The next step in the process, according to Chautauqua County District Attorney David Foley will be for his office to obtain what is called a governor's warrant.
"The governor's warrant is then sent to the governor of Virginia, then the local District Attorney in Prince William County will obtain that information and they will run a hearing in Virginia that I understand (Taglianetti) has asked to have an attorney represent him during," Foley said. "The judge will determine if there's a charge that exists in New York state and that the person named in the charge is one and the same. If he finds both of those things, we'll be able to bring (Taglianetti) back to New York."
In a news release from the Sheriff's office, it was stated that this process could take a month or more to complete. Foley stated a variety of things come into play with extradition hearings that can determine when extradition will happen. Many of those things are out of Foley's control.
"It really depends upon when they schedule the hearing to take place," Foley said. "It could be days, it could be weeks."

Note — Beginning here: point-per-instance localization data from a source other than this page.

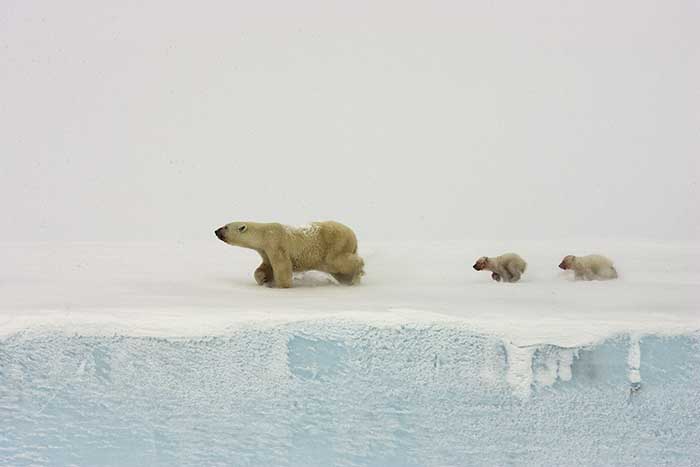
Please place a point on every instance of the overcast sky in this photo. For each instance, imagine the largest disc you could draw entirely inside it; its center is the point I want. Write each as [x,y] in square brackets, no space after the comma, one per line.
[133,120]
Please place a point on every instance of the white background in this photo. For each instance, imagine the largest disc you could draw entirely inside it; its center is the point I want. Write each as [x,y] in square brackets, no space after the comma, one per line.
[162,120]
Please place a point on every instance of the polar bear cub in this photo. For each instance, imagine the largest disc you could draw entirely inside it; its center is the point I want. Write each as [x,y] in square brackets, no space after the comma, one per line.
[508,267]
[328,246]
[591,267]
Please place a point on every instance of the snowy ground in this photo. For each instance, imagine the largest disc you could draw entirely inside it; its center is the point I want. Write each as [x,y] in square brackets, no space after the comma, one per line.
[140,354]
[206,288]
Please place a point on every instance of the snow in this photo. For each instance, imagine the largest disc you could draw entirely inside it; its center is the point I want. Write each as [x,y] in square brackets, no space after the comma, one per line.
[206,288]
[157,354]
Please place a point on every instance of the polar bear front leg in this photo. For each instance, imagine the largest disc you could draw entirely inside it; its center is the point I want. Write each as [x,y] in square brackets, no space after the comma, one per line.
[281,269]
[263,274]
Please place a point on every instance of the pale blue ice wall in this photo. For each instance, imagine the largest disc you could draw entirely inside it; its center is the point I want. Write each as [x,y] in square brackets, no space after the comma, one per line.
[347,394]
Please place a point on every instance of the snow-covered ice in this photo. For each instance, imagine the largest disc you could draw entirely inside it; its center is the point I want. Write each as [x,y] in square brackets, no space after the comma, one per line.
[156,354]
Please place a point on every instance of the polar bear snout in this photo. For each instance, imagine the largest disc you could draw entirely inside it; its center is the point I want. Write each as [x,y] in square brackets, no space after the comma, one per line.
[221,233]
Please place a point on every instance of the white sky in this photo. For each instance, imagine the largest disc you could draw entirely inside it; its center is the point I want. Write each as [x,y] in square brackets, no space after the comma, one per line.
[406,120]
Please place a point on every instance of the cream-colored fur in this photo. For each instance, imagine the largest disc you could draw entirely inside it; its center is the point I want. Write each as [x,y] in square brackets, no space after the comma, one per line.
[508,267]
[323,246]
[591,267]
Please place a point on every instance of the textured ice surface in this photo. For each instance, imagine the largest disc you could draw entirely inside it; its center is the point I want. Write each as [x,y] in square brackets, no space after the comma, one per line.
[319,393]
[117,354]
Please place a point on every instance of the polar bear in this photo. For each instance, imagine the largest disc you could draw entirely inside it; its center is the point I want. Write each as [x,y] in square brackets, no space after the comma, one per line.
[507,267]
[323,246]
[589,267]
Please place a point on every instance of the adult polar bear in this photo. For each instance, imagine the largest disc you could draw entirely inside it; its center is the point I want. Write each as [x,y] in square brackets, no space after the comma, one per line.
[323,246]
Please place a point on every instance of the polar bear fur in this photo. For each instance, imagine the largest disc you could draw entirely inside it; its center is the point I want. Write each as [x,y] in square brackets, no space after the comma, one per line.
[508,267]
[323,246]
[591,267]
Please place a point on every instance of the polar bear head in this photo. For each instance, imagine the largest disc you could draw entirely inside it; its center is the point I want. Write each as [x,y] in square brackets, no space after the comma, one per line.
[567,262]
[245,234]
[481,263]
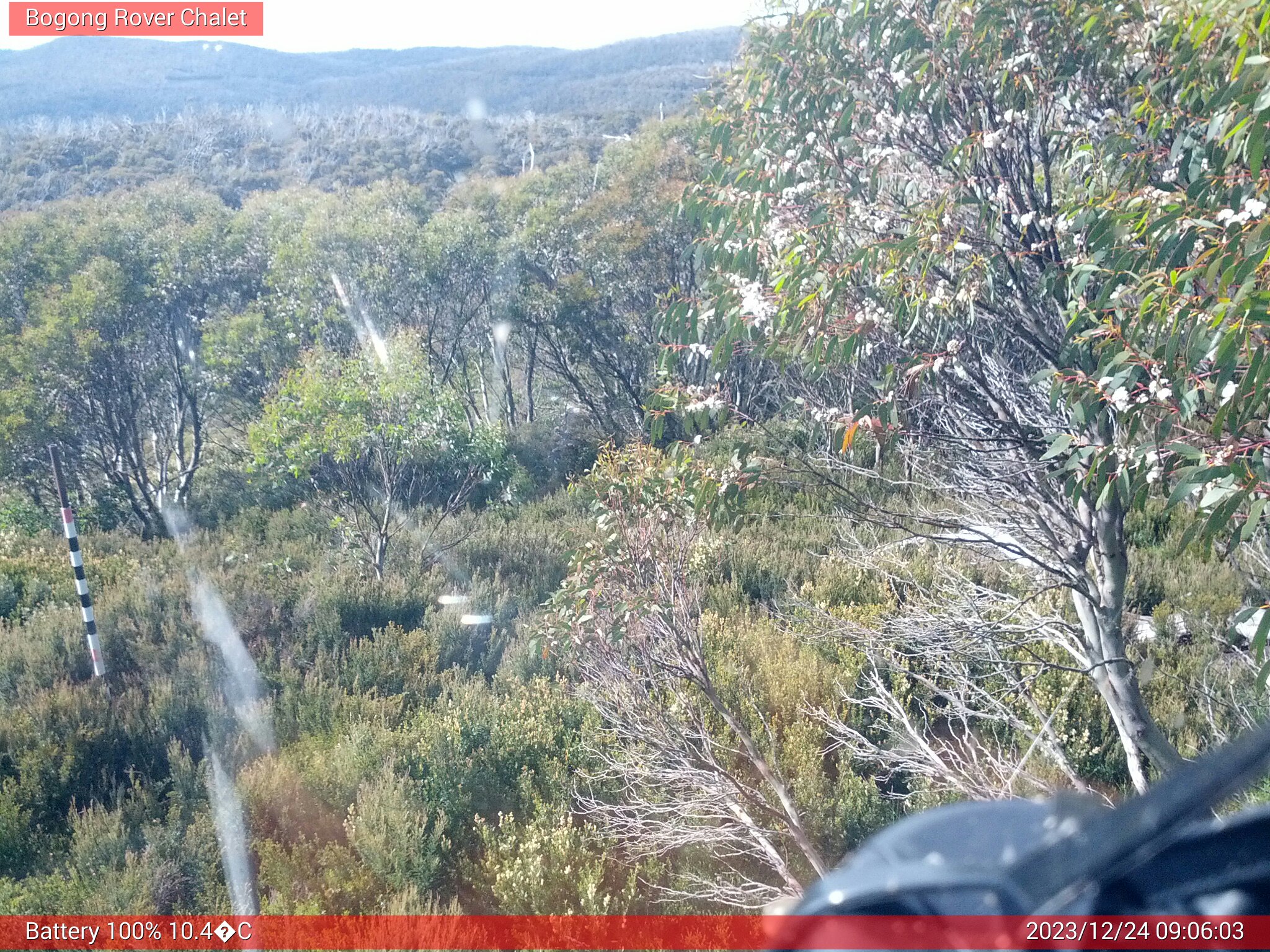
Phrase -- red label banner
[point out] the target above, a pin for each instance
(670, 933)
(136, 19)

Once Taglianetti is returned to New York state, he'll be taken before the town of Clymer judge to be arraigned on the felony complaint. The court will then set a preliminary hearing, which the District Attorney's office is obligated to run. If the court finds there is a reasonable basis to hold Taglianetti, then he will be detained and the case will proceed to a grand jury. If the grand jury finds there is enough evidence present to hand up an indictment, jury selection can begin and a trial scheduled.